- Education: University of Southern California
- Scientific career
- Thesis: Life history, ecology, and regulation of the colormorphic patterns of the giant kelpfish, 'Heterostichus rostratus' Girard (family Clinidae) (1985)

= Carol Stepien =

American ecologist

Carol Ann Stepien is an American ecologist who became an elected fellow of the American Association for the Advancement of Science in 2016.

==Education and career==
Stepien earned a B.S. in Biology (Chemistry and English minors) cum laude from Bowling Green University and a M.S. and Ph.D. degrees in Biological Sciences (Ecology and Evolution specialities) from the University of Southern California. Her Ph.D. in 1985 focused on the ecology and genetics of Clinid kelpfishes. She did postdoctoral work in molecular ecology and evolution with Richard Heinrich Rosenblatt at Scripps Institution of Oceanography funded by the NSF and David Hillis at the University of Texas at Austin funded by the Alfred Sloan Foundation. In 1992-2000 was on the faculty at Case Western Reserve University as Assistant Professor of Biology. She then relocated to Cleveland State University and held Associate Researcher positions there until 2004. She joined the University of Toledo in 2004 as tenured Full Professor of Ecology in the Department of Environmental Sciences, and was appointed Distinguished University Professor in 2012. She was Director of the Lake Erie Research Center from 2004 until 2016. In 2016, she moved to the National Oceanic and Atmospheric Administration (NOAA) where she led the Pacific Marine Environmental Laboratory's Ocean Environmental Research Division until 2021. Starting in 2018, she became a research associate at National Museum of Natural History and currently is an adjunct full Professor in the Center for Global Change and Earth Observations at Michigan State University (2025–present).

== Research ==
Stepien's research centers on the genetics and genomics of marine and freshwater fishes and invertebrates. Her early research examined genetic divergence in fish, and the population genetics of walleye, bivalves, and rockfish. She is interested in the population genetics and evolutionary patterns of invasive species, and has used genetic and genomic tools to study invasive species such as the zebra mussel and quagga mussel. Her research on the goby fish centered on comparisons of goby fish populations from North American and Eurasia.

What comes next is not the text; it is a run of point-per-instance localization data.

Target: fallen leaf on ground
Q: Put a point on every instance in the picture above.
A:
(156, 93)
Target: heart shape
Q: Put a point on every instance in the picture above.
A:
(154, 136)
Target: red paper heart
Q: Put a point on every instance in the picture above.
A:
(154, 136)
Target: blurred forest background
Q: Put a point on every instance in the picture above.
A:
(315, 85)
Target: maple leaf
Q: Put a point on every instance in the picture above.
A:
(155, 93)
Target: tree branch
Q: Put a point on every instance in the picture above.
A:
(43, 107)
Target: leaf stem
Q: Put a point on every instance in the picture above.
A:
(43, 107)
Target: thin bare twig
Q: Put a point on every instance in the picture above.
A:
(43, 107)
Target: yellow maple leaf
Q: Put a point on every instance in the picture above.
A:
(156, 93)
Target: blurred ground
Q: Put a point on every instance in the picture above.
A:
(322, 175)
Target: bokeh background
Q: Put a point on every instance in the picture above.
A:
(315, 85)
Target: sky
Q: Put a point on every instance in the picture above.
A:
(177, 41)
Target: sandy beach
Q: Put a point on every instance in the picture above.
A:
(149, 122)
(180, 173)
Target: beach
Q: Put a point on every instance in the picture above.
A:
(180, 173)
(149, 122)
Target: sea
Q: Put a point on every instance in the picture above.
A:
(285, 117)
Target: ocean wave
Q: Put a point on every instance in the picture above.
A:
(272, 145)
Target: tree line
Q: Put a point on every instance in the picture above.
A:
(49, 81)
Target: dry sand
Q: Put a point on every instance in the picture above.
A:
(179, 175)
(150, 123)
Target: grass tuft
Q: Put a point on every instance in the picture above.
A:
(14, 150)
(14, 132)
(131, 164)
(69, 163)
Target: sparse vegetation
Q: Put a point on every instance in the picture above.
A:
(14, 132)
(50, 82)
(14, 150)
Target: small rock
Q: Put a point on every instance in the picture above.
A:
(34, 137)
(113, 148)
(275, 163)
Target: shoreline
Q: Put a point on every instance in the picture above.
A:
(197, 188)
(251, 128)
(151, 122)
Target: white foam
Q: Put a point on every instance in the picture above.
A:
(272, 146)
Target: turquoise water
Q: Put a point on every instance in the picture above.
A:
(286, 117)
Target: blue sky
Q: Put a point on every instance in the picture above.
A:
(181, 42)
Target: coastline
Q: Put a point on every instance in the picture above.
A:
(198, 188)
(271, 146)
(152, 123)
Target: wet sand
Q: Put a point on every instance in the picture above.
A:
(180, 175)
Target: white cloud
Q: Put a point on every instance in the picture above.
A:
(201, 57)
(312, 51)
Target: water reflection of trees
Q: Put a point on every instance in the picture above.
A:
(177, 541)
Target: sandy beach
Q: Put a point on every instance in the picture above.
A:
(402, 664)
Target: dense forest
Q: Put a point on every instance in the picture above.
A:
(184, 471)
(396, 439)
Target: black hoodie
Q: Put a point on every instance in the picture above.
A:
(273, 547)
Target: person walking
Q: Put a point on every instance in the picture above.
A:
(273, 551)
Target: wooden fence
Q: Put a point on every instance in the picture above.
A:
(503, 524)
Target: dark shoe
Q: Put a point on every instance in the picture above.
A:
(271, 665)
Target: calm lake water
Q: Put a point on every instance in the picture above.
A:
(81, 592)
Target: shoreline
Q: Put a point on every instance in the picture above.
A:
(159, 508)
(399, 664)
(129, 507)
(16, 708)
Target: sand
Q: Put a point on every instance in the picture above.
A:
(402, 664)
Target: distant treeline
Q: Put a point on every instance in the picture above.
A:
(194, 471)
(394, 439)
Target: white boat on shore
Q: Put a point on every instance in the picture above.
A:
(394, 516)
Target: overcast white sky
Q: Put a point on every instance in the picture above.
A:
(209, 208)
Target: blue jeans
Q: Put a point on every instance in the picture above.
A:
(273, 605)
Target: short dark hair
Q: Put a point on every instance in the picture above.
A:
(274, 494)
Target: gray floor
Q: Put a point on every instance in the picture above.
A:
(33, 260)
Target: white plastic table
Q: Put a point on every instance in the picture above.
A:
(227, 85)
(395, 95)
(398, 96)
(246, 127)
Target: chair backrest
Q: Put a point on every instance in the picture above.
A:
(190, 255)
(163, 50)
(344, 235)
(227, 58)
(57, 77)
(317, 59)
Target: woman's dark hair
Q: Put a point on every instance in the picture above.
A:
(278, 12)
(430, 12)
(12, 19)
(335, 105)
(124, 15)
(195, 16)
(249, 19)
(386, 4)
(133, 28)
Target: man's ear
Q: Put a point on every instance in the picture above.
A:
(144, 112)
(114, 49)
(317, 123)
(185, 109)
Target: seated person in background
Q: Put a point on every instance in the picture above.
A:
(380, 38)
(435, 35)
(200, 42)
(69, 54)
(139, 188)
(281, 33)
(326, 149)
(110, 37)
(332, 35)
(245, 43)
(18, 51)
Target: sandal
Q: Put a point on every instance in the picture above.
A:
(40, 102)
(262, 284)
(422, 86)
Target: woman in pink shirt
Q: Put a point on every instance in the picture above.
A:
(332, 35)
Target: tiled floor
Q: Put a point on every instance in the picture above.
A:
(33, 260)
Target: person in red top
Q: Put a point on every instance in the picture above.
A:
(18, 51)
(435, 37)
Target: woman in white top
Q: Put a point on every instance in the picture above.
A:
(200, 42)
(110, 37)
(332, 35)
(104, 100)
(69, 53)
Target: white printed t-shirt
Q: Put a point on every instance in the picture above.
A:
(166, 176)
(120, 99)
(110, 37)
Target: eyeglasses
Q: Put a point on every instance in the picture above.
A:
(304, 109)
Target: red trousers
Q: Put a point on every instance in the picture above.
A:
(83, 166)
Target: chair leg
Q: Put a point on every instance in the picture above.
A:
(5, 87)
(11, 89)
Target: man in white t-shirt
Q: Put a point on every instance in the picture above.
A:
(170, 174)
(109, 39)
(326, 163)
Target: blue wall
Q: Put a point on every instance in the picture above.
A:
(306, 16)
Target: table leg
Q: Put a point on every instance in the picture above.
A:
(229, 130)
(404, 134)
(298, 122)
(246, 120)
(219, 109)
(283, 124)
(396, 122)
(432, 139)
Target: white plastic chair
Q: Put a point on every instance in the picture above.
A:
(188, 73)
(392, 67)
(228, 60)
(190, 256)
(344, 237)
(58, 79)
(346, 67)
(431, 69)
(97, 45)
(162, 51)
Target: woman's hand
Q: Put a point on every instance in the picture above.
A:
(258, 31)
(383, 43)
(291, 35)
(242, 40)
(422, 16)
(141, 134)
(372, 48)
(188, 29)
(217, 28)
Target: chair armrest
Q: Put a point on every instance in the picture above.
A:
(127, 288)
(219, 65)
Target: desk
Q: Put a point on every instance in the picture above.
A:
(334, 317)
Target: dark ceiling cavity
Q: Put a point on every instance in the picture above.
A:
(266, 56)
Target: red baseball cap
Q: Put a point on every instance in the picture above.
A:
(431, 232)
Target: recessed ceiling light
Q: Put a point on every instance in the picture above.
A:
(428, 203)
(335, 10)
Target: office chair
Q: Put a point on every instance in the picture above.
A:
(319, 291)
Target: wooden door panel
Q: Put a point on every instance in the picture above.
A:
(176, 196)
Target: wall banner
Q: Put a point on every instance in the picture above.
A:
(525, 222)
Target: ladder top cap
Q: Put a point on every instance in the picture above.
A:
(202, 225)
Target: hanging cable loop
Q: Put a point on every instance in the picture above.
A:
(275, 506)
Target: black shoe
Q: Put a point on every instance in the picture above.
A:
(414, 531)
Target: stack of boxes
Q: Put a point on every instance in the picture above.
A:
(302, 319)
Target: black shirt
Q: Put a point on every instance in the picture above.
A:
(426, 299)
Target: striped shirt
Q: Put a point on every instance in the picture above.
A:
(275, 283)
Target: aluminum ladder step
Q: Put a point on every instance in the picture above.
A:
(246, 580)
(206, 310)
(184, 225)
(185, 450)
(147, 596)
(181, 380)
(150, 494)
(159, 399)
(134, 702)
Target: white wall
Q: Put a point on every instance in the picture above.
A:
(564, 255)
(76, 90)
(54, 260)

She has also examined viral hemorrhagic septicemia, viruses that cause disease in finfish and has developed new techniques to track the virus. She has also used metabarcoding to track invasive and native species. She also is working with collaborators to apply eDNA biotechnology for monitoring and assessing marine and aquatic biological community dynamics using eDNA collected remotely from buoys, drones, AUVs, and gliders.

== Selected publications ==
- Muss, Andrew (2001). "Phylogeography of Ophioblennius: The Role of Ocean Currents and Geography in Reef Fish Evolution"
- Stepien, Carol A. (2006). "Invasion Genetics of Ponto-Caspian Gobies in the Great Lakes: A 'Cryptic' Species, Absence of Founder Effects, and Comparative Risk Analysis"
- Stepien, Carol A. (1998). "Population genetic structure, phylogeography and spawning philopatry in walleye (Stizostedion vitreum) from mitochondrial DNA control region sequences"
- "Molecular systematics of fishes" (1997)

== Awards and honors ==
In 2010, she was awarded the Sigma Xi Scientific Society's Outstanding Researcher award. In 2016, Stepien elected a fellow of the American Association for the Advancement of Science (AAAS) who cited her "for distinguished contributions to the fields of molecular evolutionary ecology and conservation genetics, particularly invasive and native populations, and mentorship of graduate and undergraduate students".